There were some issues with the option against Nebraska. Will Northwestern be similar in terms of offensive style?
“There are some definite similarities. The thing that makes it difficult – a lot of those options in the Nebraska game came on third downs. You people all are saying, ‘Why don’t you pressure more?’ So I’m trying to pressure, thinking we can get home, and they check to option. That’s part of the game. That’s part of it. We had to rally to it, and we had to try to make a play on it. That’s the fine line where you decide if you’re going to be a pressure team in passing situations or are they going to change their game plan and check to a running play. There were a number of times when we came out of it okay, and a couple times we didn’t.”

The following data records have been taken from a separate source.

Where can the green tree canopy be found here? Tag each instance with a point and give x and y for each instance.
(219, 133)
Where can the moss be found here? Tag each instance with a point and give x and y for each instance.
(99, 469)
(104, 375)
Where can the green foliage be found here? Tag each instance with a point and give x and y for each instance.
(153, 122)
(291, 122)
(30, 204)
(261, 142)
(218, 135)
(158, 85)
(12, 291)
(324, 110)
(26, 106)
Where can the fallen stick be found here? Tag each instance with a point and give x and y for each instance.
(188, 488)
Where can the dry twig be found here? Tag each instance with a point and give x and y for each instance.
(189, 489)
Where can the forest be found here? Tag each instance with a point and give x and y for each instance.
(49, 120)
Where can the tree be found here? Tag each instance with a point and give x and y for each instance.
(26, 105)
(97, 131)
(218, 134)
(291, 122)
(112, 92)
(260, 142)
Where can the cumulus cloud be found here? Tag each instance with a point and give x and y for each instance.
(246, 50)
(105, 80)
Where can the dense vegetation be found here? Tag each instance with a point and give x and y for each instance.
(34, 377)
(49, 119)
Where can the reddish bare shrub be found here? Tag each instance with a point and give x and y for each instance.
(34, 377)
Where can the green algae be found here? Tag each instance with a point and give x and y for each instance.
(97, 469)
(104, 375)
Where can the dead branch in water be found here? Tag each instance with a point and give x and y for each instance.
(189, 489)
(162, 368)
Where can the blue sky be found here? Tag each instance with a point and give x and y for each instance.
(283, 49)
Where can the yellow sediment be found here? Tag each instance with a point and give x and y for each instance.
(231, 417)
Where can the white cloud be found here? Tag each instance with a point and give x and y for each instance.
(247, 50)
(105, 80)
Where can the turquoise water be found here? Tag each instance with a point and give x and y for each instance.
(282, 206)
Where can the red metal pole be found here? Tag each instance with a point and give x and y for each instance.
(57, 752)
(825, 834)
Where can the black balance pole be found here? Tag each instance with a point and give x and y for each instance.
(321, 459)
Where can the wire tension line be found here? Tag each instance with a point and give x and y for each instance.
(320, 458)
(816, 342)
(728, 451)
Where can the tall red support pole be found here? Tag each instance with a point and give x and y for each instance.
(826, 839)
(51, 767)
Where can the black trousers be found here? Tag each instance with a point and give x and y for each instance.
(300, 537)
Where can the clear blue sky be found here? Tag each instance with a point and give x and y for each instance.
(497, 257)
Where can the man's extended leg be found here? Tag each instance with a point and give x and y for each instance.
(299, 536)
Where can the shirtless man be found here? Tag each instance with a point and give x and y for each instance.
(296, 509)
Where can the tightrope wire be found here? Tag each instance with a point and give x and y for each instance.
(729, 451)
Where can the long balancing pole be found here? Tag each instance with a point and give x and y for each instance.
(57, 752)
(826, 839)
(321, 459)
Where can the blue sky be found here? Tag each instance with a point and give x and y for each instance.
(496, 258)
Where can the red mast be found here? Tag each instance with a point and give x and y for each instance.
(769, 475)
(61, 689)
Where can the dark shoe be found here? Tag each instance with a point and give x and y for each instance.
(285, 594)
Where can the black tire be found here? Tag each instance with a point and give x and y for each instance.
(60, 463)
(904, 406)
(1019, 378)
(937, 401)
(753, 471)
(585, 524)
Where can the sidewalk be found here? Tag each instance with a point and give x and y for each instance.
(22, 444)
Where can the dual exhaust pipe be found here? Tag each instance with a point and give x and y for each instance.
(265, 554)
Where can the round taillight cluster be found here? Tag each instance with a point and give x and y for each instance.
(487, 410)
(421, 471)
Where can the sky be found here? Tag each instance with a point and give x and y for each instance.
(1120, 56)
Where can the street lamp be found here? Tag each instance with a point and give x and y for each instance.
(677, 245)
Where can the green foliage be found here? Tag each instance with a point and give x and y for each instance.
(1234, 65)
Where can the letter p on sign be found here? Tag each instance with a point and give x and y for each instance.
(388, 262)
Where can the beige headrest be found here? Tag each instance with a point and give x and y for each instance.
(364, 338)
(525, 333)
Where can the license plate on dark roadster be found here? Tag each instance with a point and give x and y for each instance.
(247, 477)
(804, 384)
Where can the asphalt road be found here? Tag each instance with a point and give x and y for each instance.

“All right, on to Nebraska. You know, last ball game, it was a tough loss for us obviously. It’s time to move on. I thought for a lot of that ball game our kids competed, played very hard. Obviously there’s things we had to do better. Can’t give a score up before halftime like we did. But watching the tape, I thought our guys fought very hard. It wasn’t good enough.”
Brady expressed concerned on pass defense. What needs to improve?
“We have to be tighter. We have to compete more. There’s a difference between being in the right place as a secondary guy and competing. The bottom line is everybody on that field has a job to do and has an alignment and has a responsibility. And then you’re either successful or not successful based on what happens in your area. It’s like a five-technique defensive end. You can play the C-gap, and if you open that C-gap up too much, then it’s going to make it harder on somebody else. I’m not saying the secondary is the reason. Everybody has something that they have to get better at. One of the things that we have to get better, and it always goes with pass rush and getting to the quarterback, is tightening our coverage up and contesting throws a little better.”
60 minutes of unnecessary tenderness
“Michigan State week. Here we go.”
How has Michigan State’s offense improved?
“They seem like they throw the ball much better. I mean, this is a good football team. And it seems like their offensive line is blocking a lot more cohesively, and they’re very physical. This will be a tremendous challenge for us.”